39. Can't Hold On

13.4K 3.4K 24.1K
                                    

Salga memasuki rumah dengan wajah murung. 34 hari, 9 jam, 21 menit, 7 detik dia putus dari Gwen. Kepalanya berdenyut menyakitkan karena belakangan tidak tidur dengan nyenyak. Bahkan muncul kantung mata hitam samar di bawah matanya.

Bibirnya cemberut, terlebih melihat sosok pria berjas yang duduk di sofa ruang keluarga sambil menyeruput kopi. Mungkin menyadari presensinya, pria itu menoleh sembari menaikkan satu alis melihat sang putra berdiri mati gaya tak jauh darinya.

Saat melihat Salga merentangkan tangan sembari berjalan mendekatinya, Sagara seolah memiliki ilusi bahwa ekspresi Salga penuh keluhan dan ingin mencari kenyamanan padanya. Tanpa sadar dia ikut merentangkan tangan, menunggu putra yang selalu memiliki harga diri tinggi itu masuk ke dalam pelukannya.

Dengan sabar menanti, Sagara melihat sang putra melengos dan lurus melewatinya hingga akhirnya berhenti di depan Juliet yang sedang tertidur pulas di atas sofa seberang.

Sagara membeku sejenak, perlahan menurunkan tangan sebelum satu tangannya yang terkepal menutupi bibirnya dan terbatuk kering. Dia melirik Salga yang kini memeluk Juliet, menimbang-nimbang hewan itu lalu secara sembarang menggosok bulunya hingga Juliet terbangun dari tidurnya.

Sudut bibir pria itu berkedut, apa lagi melihat Juliet berusaha kabur dari dekapan Salga tetapi segera ditarik kembali oleh cowok itu.

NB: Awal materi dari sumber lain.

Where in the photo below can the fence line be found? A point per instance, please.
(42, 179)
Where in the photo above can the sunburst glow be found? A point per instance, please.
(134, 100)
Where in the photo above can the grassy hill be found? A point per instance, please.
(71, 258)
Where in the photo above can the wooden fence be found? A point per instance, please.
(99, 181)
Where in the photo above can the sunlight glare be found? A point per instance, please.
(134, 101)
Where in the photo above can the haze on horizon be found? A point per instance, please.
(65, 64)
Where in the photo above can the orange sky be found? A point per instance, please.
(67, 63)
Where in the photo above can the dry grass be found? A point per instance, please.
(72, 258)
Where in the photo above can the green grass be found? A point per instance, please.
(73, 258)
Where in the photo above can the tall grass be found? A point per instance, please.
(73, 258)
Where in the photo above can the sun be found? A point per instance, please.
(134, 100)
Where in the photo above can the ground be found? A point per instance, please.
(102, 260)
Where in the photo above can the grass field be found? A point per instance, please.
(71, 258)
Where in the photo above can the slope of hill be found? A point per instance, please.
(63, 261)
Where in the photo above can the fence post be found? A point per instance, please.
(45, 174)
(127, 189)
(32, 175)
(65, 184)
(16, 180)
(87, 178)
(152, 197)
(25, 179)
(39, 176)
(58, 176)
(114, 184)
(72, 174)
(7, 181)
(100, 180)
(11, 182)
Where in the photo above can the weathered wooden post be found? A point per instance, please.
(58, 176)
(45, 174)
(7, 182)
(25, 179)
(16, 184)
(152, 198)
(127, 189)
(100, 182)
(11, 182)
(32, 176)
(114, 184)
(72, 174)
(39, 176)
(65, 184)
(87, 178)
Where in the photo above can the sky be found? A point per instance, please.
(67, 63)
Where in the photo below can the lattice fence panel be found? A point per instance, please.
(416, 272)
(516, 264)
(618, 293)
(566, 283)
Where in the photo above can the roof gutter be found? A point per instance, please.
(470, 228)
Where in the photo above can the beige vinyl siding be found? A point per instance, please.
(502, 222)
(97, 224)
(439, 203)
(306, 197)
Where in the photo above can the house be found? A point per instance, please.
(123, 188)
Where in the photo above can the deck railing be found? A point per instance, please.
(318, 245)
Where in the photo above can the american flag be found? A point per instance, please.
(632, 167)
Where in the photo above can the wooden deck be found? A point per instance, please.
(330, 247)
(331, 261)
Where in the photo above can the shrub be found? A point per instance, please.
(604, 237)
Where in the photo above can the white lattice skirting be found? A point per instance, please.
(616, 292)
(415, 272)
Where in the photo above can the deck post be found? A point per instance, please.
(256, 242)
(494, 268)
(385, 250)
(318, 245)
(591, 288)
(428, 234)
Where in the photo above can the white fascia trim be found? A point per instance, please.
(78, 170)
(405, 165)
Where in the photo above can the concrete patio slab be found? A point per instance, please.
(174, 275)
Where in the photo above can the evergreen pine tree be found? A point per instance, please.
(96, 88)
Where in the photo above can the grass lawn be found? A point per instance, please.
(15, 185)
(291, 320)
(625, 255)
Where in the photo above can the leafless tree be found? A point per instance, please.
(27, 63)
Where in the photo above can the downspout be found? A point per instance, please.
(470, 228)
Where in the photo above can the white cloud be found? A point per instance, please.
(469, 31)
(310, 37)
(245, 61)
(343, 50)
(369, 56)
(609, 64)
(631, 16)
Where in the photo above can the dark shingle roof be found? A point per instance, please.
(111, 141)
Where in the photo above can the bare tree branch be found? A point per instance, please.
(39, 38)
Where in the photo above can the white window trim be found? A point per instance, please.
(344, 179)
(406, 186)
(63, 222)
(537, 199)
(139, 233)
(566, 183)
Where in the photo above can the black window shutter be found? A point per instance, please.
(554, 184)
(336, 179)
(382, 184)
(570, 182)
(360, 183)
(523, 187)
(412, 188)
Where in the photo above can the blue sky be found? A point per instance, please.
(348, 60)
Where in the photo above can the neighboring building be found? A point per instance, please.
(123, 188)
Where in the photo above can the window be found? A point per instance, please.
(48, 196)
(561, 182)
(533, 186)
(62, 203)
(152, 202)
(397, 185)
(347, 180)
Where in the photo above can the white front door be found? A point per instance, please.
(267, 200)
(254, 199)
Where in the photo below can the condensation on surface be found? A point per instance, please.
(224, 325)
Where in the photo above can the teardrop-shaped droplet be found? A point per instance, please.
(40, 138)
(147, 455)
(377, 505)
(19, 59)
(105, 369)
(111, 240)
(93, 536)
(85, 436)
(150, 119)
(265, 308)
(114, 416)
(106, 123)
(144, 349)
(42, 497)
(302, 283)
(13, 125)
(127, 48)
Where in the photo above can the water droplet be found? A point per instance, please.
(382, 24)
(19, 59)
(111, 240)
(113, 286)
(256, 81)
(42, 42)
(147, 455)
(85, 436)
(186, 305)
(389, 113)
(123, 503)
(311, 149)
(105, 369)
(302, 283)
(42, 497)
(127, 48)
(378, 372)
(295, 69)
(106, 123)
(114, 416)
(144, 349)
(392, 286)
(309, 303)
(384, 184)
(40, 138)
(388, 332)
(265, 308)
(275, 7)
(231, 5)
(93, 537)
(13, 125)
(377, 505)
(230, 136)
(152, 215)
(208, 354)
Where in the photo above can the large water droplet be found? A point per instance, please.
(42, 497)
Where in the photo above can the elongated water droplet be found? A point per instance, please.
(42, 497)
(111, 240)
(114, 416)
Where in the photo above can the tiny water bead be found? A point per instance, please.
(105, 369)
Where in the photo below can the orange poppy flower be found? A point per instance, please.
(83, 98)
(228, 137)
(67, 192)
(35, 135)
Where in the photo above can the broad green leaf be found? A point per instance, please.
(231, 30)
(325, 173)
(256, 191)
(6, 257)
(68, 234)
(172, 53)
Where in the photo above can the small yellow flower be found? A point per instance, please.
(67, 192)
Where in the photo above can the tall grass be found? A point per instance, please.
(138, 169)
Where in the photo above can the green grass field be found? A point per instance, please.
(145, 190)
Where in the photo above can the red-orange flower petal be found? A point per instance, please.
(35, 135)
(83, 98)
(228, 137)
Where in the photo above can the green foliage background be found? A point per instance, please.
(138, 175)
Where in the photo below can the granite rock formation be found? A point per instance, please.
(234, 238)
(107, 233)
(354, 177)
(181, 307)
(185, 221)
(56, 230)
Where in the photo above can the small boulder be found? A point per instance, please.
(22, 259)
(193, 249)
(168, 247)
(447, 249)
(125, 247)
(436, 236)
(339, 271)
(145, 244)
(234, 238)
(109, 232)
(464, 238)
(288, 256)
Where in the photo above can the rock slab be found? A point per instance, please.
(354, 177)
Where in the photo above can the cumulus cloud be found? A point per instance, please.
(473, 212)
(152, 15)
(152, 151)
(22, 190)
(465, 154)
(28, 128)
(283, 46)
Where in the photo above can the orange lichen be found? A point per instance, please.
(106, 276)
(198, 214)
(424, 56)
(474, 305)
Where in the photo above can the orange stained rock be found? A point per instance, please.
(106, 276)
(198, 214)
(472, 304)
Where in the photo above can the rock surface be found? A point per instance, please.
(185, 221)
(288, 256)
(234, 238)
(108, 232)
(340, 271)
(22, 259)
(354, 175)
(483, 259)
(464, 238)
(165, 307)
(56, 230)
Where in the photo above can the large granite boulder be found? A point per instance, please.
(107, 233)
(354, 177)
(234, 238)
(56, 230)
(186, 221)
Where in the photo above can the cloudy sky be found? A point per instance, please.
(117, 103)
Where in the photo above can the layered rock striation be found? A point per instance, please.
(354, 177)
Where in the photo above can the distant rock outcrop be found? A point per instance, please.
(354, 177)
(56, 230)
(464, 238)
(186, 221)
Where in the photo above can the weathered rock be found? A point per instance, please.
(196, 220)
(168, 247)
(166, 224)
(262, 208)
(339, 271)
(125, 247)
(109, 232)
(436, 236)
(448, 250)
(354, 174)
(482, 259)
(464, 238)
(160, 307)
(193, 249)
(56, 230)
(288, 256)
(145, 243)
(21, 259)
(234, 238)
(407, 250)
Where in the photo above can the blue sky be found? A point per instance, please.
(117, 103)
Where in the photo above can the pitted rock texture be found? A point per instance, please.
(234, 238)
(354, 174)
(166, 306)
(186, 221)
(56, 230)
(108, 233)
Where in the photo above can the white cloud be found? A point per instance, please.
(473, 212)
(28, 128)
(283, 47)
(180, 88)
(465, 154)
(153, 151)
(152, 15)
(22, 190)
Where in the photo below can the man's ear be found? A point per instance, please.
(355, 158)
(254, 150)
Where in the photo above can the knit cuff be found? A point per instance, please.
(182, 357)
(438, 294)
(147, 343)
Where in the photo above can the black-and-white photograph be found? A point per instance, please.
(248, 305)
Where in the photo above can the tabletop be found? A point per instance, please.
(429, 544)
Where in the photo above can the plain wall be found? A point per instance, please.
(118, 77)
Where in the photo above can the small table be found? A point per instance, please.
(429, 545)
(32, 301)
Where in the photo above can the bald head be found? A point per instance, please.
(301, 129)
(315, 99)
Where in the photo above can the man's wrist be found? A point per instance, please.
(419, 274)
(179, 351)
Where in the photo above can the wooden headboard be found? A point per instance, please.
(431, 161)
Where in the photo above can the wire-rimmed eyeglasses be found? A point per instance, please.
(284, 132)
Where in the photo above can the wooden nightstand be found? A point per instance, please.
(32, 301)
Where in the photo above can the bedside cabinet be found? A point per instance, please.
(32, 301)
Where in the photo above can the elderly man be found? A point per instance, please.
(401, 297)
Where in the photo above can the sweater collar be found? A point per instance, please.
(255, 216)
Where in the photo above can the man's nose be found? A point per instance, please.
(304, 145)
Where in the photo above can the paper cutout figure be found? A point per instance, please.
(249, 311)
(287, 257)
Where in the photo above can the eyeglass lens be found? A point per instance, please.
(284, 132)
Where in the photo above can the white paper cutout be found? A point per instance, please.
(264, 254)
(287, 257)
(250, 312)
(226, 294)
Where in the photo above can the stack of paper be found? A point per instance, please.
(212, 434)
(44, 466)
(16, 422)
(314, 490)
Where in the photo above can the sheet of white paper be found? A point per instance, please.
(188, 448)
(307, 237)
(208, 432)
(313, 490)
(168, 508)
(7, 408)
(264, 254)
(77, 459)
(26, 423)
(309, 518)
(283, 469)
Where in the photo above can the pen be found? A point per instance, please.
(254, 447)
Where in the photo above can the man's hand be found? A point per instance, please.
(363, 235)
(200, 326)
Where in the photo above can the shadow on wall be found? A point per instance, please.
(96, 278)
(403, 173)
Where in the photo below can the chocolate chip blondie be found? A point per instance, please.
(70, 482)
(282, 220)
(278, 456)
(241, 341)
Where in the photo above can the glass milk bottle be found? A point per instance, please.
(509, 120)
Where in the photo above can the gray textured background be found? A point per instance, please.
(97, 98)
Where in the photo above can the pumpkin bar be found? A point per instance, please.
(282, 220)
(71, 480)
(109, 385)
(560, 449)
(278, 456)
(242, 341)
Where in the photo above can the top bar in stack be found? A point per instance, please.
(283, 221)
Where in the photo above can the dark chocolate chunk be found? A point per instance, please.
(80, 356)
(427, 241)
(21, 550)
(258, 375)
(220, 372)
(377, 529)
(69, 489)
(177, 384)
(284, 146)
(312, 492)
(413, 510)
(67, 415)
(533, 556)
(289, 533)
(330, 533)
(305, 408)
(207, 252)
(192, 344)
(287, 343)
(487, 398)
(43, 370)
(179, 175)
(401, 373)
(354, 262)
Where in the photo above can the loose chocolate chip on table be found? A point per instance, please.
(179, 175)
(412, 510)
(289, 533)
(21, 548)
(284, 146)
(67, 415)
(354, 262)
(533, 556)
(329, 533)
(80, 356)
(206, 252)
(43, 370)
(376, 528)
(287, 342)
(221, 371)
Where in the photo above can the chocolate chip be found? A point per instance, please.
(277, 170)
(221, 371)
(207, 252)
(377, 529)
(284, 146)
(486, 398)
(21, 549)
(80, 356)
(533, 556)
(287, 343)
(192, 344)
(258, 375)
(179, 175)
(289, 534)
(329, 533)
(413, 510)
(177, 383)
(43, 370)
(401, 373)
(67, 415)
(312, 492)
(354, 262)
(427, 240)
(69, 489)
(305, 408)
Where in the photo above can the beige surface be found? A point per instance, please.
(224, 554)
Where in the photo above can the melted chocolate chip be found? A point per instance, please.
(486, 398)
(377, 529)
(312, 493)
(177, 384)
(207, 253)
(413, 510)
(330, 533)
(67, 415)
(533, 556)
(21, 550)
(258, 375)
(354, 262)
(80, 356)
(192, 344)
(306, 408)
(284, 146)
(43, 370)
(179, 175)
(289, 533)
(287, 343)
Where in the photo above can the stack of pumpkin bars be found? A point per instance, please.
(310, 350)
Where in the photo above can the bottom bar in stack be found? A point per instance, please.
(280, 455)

Salga terlihat sangat gemas, mencubit pipi Juliet lalu menciumnya ganas hingga Juliet tanpa daya mengeong terus- menerus.

Tidak bisa membiarkan Salga menyiksa Juliet, Sagara segera menarik pundaknya dan merampas hewan tersebut dari lengannya.

“Bodoh, apa yang membuatmu menjadi gila seperti ini?” cibir Sagara lalu melepaskan Juliet. Mungkin karena takut Salga kembali menariknya, Juliet bergegas lari menjauh dari sana dan hilang di balik tangga.

“Saran Papa, tuh, payah! Udah 34 hari Gwen gak pernah hubungi gue!” misuh Salga cemberut, menghempaskan diri ke sofa lalu bersedekap di depan dada.

Ah, jadi ini masalahnya. Sagara tidak pernah membayangkan anaknya yang selalu bersikap sok dewasa sejak kecil ini akan menjadi kekanak-kanakan karena seorang cewek. Cukup menghibur.

“Kamu gak ada inisiatif sendiri buat dekatin dia?”

Salga memikirkannya sejenak, lalu menggeleng kuat. “Gwen mau gue menjauh dari dia.”

“Dan kamu menurut?” tanya Sagara lagi, geli.

“Hm. Katanya kalau gue gak bisa tepatin janji sebelumnya, permintaan dia yang satu ini harus.” Salga tidak ingin pandangan Gwen tentangnya semakin hancur karena ketidaktaatannya.

Ada cemoohan di wajah pria itu. “Makanya jadi cowok peka dikit.”

“Emang Papa peka?” Setelah mengajukan pertanyaan itu, Salga segera mendelik kesal melihat ekspresi sombong pria itu.

Sebelum semakin kesal karena berbincang dengan Sagara tanpa hasil positif, Salga memutuskan pergi menjauh sembari mengotak-atik ponselnya.

Salga : sirkuit, sekarang.

***

Gwen menjalani hari-harinya dengan normal. Hari-harinya terisi jadwal padat, mulai dari kuliah sampai siang, praktikum baik di laboratorium maupun di lapangan.

Sebulan ini pula Gwen merasa ada yang kosong, tetapi dia menutupi kekosongan itu dengan kegiatan-kegiatan sibuknya. Ketika libur, akhirnya dia memiliki banyak waktu santai.

Selain mengontrol diri ke dokter dan minum obat yang diresepkan dengan patuh, Gwen mengistirahatkan diri dengan baik di rumah. Dia tidak berani mengkonsumsi obat antidepresi dan obat tidur lagi, meski terkadang dia berada dalam tekanan batin hingga berakhir insomnia.